ZNPP has said that there is currently a sufficient supply of such water on site. The IAEA supports this decision of the ZNPP to close the unit 3 reactor as “it strengthens the defence in depth, improving the nuclear safety status of the unit,” the UN body said. The ZNPP has said it has no plans to put more than two reactors in a hot shutdown.
In response to water leaks in two steam generators of unit 6 earlier this month, the ZNPP has completed repairs successfully, with no further leaks detected. Planned maintenance work on part of the unit’s safety systems has begun. Nearby, the IAEA has noticed ongoing military activities, including explosions and sporadic machine gun fire.
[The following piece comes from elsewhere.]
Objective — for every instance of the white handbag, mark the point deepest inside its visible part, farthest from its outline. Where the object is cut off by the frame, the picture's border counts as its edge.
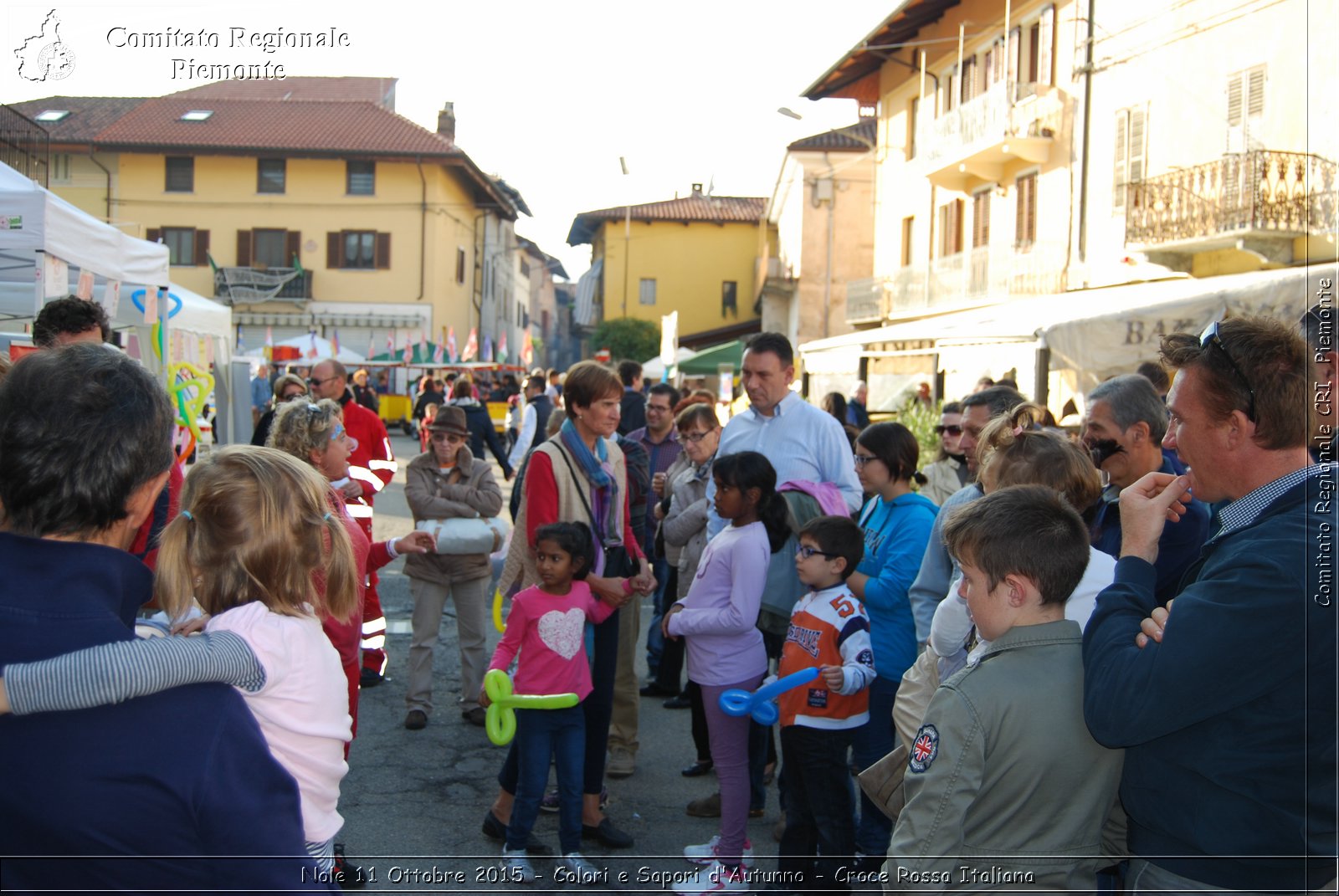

Enerhodar experienced a power supply cut for over two hours on 18 October, with the cause remaining unclear. Prior to this, an electrical substation was damaged, leaving parts of the city without electricity and water. The IAEA conducted site walk-downs, finding no evidence of mines or explosives. They are also closely monitoring the staffing, training, and licensing of personnel at the plant under Russian Federation regulations.
While the IAEA gained access to the rooftop of unit 2 earlier, they continue to seek access to the rooftops of units 1, 5, and 6. Similarly, full access to all six turbine halls is required. Although they accessed all floors of the Unit 3 turbine hall, only partial access was granted to Unit 4 on 18 October.
Despite ongoing armed conflict, Ukraine’s other NPPs and the Chornobyl site operate safely and securely, according to the IAEA. The UN body rotated its teams at Chornobyl, Rivne, Khmelnytskyi and South Ukraine NPPs earlier this week.